We’ve been connecting the work of scholars and activists to the current protests and actions taking place around the globe connected to Michael Brown, Eric Garner, and the #blacklivesmatter movements. My kids have lots of ideas around this issue and we’ll continue to make connections and find ways to take action. Today I laughed and was inspired multiple times during this morning’s presentations. Here are a few very middle school gems.
• Three of the four Freedom Riders group members said they would have joined the Freedom Riders if they were alive in the 1960s. One said that he didn’t want to risk being on a bus that was targeted with a bomb so he would have helped end segregation by telling the story of the Freedom Riders instead of being part of the group.
• Brison connected Malala Yousafzai fighting for access to education for girls in Pakistan to one of the characters in the novel we just finished.

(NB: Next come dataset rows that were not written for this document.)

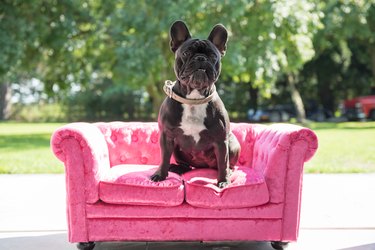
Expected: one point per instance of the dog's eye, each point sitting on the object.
(213, 57)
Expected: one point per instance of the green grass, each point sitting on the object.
(25, 148)
(343, 148)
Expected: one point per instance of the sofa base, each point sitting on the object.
(184, 230)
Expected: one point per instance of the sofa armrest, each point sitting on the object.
(84, 152)
(281, 150)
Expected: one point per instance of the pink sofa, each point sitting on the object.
(110, 196)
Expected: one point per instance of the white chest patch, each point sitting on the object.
(192, 122)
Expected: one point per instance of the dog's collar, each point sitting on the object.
(168, 89)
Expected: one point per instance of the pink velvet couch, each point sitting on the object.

In Linda Sue Park’s A Long Walk to Water Nya, a girl in Sudan in 2008, doesn’t have access to school because she is a girl.
• Madeline asked a number of interesting questions during the Frederick Douglass poster presentation. I’m not sure how the conversation turned to Michael Jackson but during the Q&A portion of her peers’ presentation she raised her hand to ask, “If Michael Jackson was alive during slavery would he have been a slave? You know, because he’s white.” This sparked a lively class conversation about race, skin color, plastic surgery, skin bleaching, whether or not people choose to be enslaved, and so much more.
Madeline also had a few questions about the following quote from Frederick Douglass that the group shared:
“No man can put a chain about the ankle of his fellow man without at last finding the other end fastened about his own neck.”
She didn’t have the context and background knowledge to understand the quote and asked if he was talking about jewelry. At first, her peers were confused and she said, “You know you said chain. Like a chain. A piece of jewelry.” They let her know that these were chains used to put around the wrists, ankles, and necks of African Americans who were enslaved.
After a few more questions from students about how Frederick Douglass taught himself to read and the books he wrote Madeline asked at the end, “Didn’t he have a lot of kids? I thought he had kids with Harriet Tubman.” Her peers respectfully let her know this was not true.
I just adore the conversations that happen with my middle school kids. I also love the learning that takes place when peers teach one another. It’s wonderful as a teacher to sit back and observe students learning from each other. I can’t wait to see where this unit takes us and how we grow as readers, writers, and critical thinkers.